Brady mentioned the possibility to do async connections so that we do not have to wait for the connection to be opened to register service worker clients. To be fully optimal, we might want to not even register service worker clients if there is no need. Let's say there is no service worker that is registered. The storage process then does not need to be made aware of service worker clients for each web process. Let's say now that one web process registers a service worker. It will create the connection and probably register all its clients. At that time, the other web processes also need to register all their clients. We can implement that for instance by going through the UIProcess to broadcast to all web processes that they should register their clients if they have not done so.
> What's the benefit of taking the patch in the current state? Looks like it > merely delays the StorageProcess launch from "right before the load" to "as > soon as we receive the first bytes of the main resource". > If so, there would be no impact on performance / memory use, right? Before the patch, we wait to send the HTTP request after spinning the storage process. With the patch, we send the HTTP request as soon as we can, and we spin the storage process while receiving the response in parallel. So there are some loading time gains. The second reason is that we have two places that might spin the storage process for no good reason. This patch fixes one such place. A follow-up patch will fix the second place.
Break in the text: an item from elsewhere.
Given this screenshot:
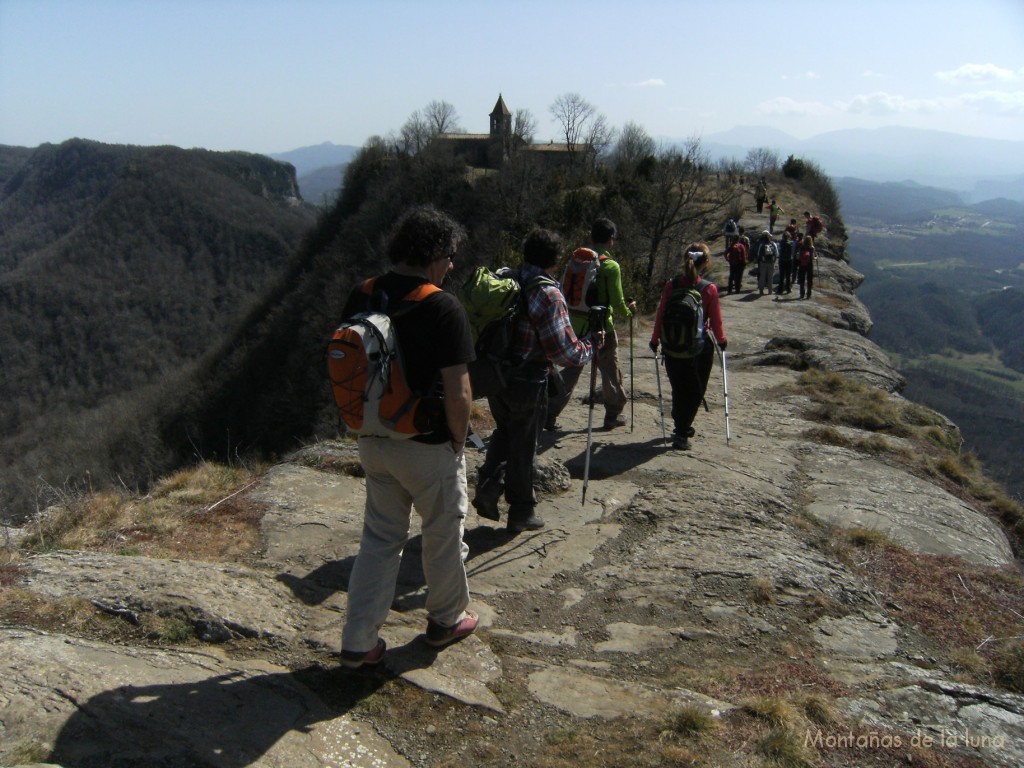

Filed bug 181740 for the follow-up
Created attachment 331495 [details] Patch
(In reply to youenn fablet from comment #10) > > What's the benefit of taking the patch in the current state? Looks like it > > merely delays the StorageProcess launch from "right before the load" to "as > > soon as we receive the first bytes of the main resource". > > If so, there would be no impact on performance / memory use, right? > > Before the patch, we wait to send the HTTP request after spinning the > storage process. > With the patch, we send the HTTP request as soon as we can, and we spin the > storage process while receiving the response in parallel. So there are some > loading time gains. To be noted also that for Safari, the storage process is started when Safari starts, not when safari loads the first HTTP page. By postponing the creation of the web process to storage process connection, this increases the chances that the storage process will not be busy when asked to create the connection.
Comment on attachment 331495 [details] Patch Clearing flags on attachment: 331495 Committed r227161: <https://trac.webkit.org/changeset/227161>
All reviewed patches have been landed. Closing bug.